The tremendous, sun-controlled plane, which crushed the longest solo record the previous summer from Japan to Hawaii, took off from Oahu's Kalaeloa Airport on Friday for a roughly hour and a half upkeep flight, as indicated by the mission's site.
At an elevation of around 8,000 feet over the Pacific, test pilot Markus Scherdel performed upkeep checks and confirmed the plane's recently introduced innovation — including another battery cooling framework.
It was overheating batteries that constrained the mission's long defer after its risky, about 118-hour flight from Nagoya, Japan, last July.
Related story: Solar Impulse 2 grounded until 2016
The new frameworks "performed brilliantly," as indicated by the site.
Pilot Andre Borschberg checked the flying machine from Hawaii, the web journal said, while kindred pilot Bertrand Piccard tailed it from "the opposite side of the world."
Piccard "admitted It was a genuine alleviation" to see Si2 back in the sky, the online journal said, "after the previous months of vulnerability."
Bertrand Piccard (left) and Andre Borschberg
Bertrand Piccard (left) and Andre Borschberg
A year ago, worldwide energy developed as the plane finished every portion of its voyage from west to east beginning last March in Abu Dhabi and proceeding to Oman, India, to Myanmar, China, Japan and after that to Hawaii.

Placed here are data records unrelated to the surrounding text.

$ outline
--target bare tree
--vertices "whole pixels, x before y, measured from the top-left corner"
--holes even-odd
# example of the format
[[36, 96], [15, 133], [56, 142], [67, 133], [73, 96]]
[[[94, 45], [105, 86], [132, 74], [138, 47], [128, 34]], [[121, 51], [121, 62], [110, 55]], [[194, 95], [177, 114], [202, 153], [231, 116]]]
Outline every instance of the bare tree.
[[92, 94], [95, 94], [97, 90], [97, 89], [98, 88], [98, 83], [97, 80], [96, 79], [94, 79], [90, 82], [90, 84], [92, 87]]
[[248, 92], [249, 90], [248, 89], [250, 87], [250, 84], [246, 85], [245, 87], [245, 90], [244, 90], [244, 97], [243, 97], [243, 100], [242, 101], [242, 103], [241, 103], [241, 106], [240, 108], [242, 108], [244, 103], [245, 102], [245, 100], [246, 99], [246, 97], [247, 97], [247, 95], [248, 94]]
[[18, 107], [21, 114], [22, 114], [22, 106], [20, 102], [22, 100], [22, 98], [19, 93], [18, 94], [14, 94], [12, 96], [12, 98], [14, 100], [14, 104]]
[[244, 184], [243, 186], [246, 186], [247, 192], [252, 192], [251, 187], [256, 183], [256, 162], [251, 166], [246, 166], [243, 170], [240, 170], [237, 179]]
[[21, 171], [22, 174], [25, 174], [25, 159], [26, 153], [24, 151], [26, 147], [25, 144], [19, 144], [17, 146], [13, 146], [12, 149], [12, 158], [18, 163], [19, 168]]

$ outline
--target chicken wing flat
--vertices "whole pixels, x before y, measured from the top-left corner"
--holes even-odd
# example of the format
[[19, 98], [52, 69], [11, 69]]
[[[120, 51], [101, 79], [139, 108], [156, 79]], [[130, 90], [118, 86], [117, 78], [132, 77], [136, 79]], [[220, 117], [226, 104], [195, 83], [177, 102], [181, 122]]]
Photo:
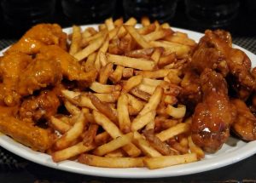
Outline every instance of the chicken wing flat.
[[0, 131], [21, 144], [43, 152], [50, 147], [52, 142], [52, 135], [47, 129], [3, 114], [0, 116]]
[[244, 140], [256, 140], [256, 117], [244, 101], [236, 99], [231, 102], [237, 111], [237, 117], [232, 124], [232, 130]]
[[192, 55], [191, 66], [200, 73], [204, 68], [211, 68], [228, 76], [236, 96], [242, 100], [247, 100], [256, 89], [251, 60], [243, 51], [231, 47], [230, 34], [227, 31], [206, 31]]
[[230, 136], [236, 111], [228, 96], [227, 83], [221, 74], [205, 69], [201, 75], [203, 100], [192, 117], [191, 137], [204, 151], [214, 152]]
[[34, 54], [38, 53], [42, 47], [47, 45], [58, 45], [66, 50], [66, 44], [67, 34], [62, 31], [59, 25], [38, 24], [27, 31], [7, 52]]

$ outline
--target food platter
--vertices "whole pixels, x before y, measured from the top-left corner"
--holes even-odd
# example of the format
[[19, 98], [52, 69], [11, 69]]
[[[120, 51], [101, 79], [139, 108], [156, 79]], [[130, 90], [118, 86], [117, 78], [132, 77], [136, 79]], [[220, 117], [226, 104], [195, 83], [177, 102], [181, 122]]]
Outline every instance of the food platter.
[[[96, 25], [89, 25], [86, 26], [96, 27]], [[82, 28], [85, 28], [86, 26], [82, 26]], [[195, 41], [199, 41], [200, 37], [203, 36], [201, 33], [188, 30], [177, 28], [173, 28], [173, 30], [185, 32]], [[70, 33], [71, 31], [71, 28], [64, 29], [64, 31], [67, 33]], [[236, 45], [234, 45], [234, 47], [243, 50], [248, 55], [252, 60], [253, 67], [256, 66], [256, 62], [253, 62], [253, 60], [256, 60], [256, 55]], [[3, 50], [0, 54], [3, 52]], [[74, 161], [63, 161], [56, 163], [52, 161], [49, 155], [34, 152], [3, 134], [0, 134], [0, 146], [18, 156], [44, 166], [83, 174], [115, 178], [157, 178], [195, 174], [233, 164], [256, 152], [256, 141], [247, 143], [230, 137], [221, 150], [214, 154], [207, 154], [206, 157], [201, 161], [149, 170], [146, 168], [97, 168], [81, 164]]]

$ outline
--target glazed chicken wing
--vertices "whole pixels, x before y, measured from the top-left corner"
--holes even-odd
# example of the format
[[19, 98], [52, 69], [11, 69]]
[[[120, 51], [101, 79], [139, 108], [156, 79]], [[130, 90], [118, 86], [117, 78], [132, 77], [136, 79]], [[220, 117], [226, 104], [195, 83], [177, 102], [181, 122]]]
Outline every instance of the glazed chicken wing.
[[231, 102], [237, 111], [237, 117], [232, 124], [232, 130], [244, 140], [256, 140], [256, 117], [244, 101], [236, 99]]
[[62, 31], [59, 25], [38, 24], [27, 31], [7, 52], [34, 54], [47, 45], [58, 45], [66, 50], [66, 43], [67, 34]]
[[211, 68], [228, 76], [229, 83], [236, 95], [246, 100], [256, 89], [252, 75], [251, 60], [246, 54], [231, 47], [230, 35], [224, 31], [206, 31], [192, 55], [192, 67], [200, 73], [204, 68]]
[[214, 152], [230, 136], [236, 111], [228, 96], [227, 83], [221, 74], [205, 69], [201, 75], [203, 100], [192, 117], [193, 141], [204, 151]]

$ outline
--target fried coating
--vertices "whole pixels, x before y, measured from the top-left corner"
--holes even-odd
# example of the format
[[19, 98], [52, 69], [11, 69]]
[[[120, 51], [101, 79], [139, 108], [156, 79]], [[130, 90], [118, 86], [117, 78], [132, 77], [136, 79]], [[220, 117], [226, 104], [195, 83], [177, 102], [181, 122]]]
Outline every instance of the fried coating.
[[242, 140], [256, 140], [256, 117], [241, 100], [232, 100], [237, 111], [237, 117], [232, 124], [232, 130]]
[[201, 84], [203, 100], [196, 106], [192, 117], [191, 137], [204, 151], [215, 152], [230, 136], [236, 114], [221, 74], [206, 69], [201, 75]]
[[11, 48], [9, 52], [21, 52], [27, 54], [35, 54], [47, 45], [57, 45], [67, 49], [67, 34], [62, 31], [57, 24], [38, 24], [30, 30]]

In April, Si2 is relied upon to take off from Hawaii on a flight way toward Phoenix, Arizona, continuing what coordinators trust will be the first round-the-world trip by a sun powered controlled plane.
The plane's wingspan is more noteworthy than a Boeing 747's, yet it flies just about as quick as an auto and weighs just about as much as a huge SUV.
Following seven months, Solar Impuse 2 has come back to the sky as it gets ready to resume its record-setting round-the-world flight.
The tremendous, sun-controlled plane, which crushed the longest solo record the previous summer from Japan to Hawaii, took off from Oahu's Kalaeloa Airport on Friday for a roughly hour and a half upkeep flight, as indicated by the mission's site.
At an elevation of around 8,000 feet over the Pacific, test pilot Markus Scherdel performed upkeep checks and confirmed the plane's recently introduced innovation — including another battery cooling framework.
It was overheating batteries that constrained the mission's long defer after its risky, about 118-hour flight from Nagoya, Japan, last July.
Related story: Solar Impulse 2 grounded until 2016
The new frameworks "performed brilliantly," as indicated by the site.
Pilot Andre Borschberg checked the flying machine from Hawaii, the web journal said, while kindred pilot Bertrand Piccard tailed it from "the opposite side of the world."
Piccard "admitted It was a genuine alleviation" to see Si2 back in the sky, the online journal said, "after the previous months of vulnerability."
Bertrand Piccard (left) and Andre Borschberg
Bertrand Piccard (left) and Andre Borschberg
A year ago, worldwide energy developed as the plane finished every portion of its voyage from west to east beginning last March in Abu Dhabi and proceeding to Oman, India, to Myanmar, China, Japan and after that to Hawaii.
In April, Si2 is relied upon to take off from Hawaii on a flight way toward Phoenix, Arizona, continuing what coordinators trust will be the first round-the-world trip by a sun powered controlled plane.
The plane's wingspan is more noteworthy than a Boeing 747's, yet it flies just about as quick as an auto and weighs just about as much as a huge SUV.